Głosowe systemy informacyjne możemy zasadniczo podzielić na takie, w których komunikat płynie z głośnika umieszczonego w miejscu, o którym ma informować, i takie, w których komunikat płynie z osobistego urządzenia użytkownika, a wszelkie ewentualne moduły bazowe są wyłącznie nadajnikami sygnału. Step-Hear należy rzecz jasna do pierwszej grupy. Do drugiej możemy zaliczyć np. nawigator, „Talking Signs” (Mówiące Znaki) i opisywaną niżej TANIĘ. Oba rozwiązania mają zwolenników i przeciwników. Komunikat w słuchawce lub pilocie ma charakter prywatny. Słyszymy go tylko my, nie ogłaszając przy tym całej okolicy, że gdzieś weszliśmy. Z drugiej jednak strony, słysząc w słuchawce „winda”, dowiadujemy się, że w pobliżu jest winda, ale nie wiemy, po której stronie. Problem ten usiłowali rozwiązać producenci „Talking Signs”, podczas użytkowania którego należy pilotem złapać podczerwony sygnał nadajnika, określając w ten sposób kierunek, jednak nawet i w tym przypadku czekają na nas pewne ograniczenia. Gdy komunikat płynie z głośnika umieszczonego nad obiektem, np. nad ową windą, to sam dźwięk jest jednocześnie informacją o kierunku. By dojść do windy wystarczy kierować się słuchem.

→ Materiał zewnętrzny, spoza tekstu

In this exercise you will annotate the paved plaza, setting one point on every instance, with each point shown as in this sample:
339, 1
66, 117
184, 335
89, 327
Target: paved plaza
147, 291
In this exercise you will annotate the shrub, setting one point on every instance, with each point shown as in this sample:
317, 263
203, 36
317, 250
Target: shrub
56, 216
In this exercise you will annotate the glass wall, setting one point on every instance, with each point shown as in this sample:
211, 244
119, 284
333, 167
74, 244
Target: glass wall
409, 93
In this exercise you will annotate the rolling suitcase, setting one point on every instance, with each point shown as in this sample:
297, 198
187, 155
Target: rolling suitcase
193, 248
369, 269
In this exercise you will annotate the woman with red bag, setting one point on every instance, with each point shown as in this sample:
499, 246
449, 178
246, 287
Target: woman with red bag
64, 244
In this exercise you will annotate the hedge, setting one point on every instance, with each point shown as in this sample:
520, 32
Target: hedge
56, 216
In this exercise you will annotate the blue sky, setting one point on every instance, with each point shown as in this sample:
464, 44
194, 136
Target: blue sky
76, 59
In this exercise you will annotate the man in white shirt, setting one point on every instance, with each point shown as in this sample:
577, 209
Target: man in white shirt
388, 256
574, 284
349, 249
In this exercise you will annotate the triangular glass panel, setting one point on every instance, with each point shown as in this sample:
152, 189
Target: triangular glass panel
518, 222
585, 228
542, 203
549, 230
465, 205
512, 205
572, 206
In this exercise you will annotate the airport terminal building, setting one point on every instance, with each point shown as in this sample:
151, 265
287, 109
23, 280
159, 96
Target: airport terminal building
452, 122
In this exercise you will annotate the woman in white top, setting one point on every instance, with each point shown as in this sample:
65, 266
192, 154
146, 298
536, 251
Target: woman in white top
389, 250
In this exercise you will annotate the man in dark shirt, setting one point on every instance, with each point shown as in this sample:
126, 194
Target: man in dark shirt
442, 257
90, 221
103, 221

Trudno powiedzieć, które rozwiązanie jest lepsze. Wydaje mi się, że w wielu miejscach, gdy chodzi o ograniczoną informację, zewnętrzne głośniki mogą być bardziej skuteczne.
Step-Hear jest systemem uniwersalnym. Wszystkie urządzenia pracują w tym samym paśmie częstotliwości, a więc nasz pilot będzie działał wszędzie, gdzie ktoś zainstalował moduły bazowe. Minusem samych pilotów jest to, że, jak podaje producent, powinny być ładowane raz dziennie. Trochę często jak na urządzenie codziennego użytku. Za to całkiem fajnie rozwiązano problem noszenia pilota. Jeśli wolimy wibracje od dźwięków, możemy go nosić na nadgarstku, jak zegarek. Na koniec warto wspomnieć o cenie, która też stanowi o funkcjonalności systemu. Przy pewnej determinacji zestaw podstawowy tj. jeden moduł bazowy i pilot, można kupić za własne pieniądze. Jeśli ktoś się gubi i ma kłopot np. ze znalezieniem drzwi do swojej klatki w bloku, Step-Hear może być rozwiązaniem.
TANIA
TANIA (Tactile-Acoustical Navigation and Information Assistant) to system opracowany i działający na Uniwersytecie w Stuttgarcie. „TANIA” to nazwa zarówno systemu, jak i urządzenia wykorzystywanego przez niewidomych, chcących poruszać się po kampusie i wewnątrz budynków uniwersyteckich.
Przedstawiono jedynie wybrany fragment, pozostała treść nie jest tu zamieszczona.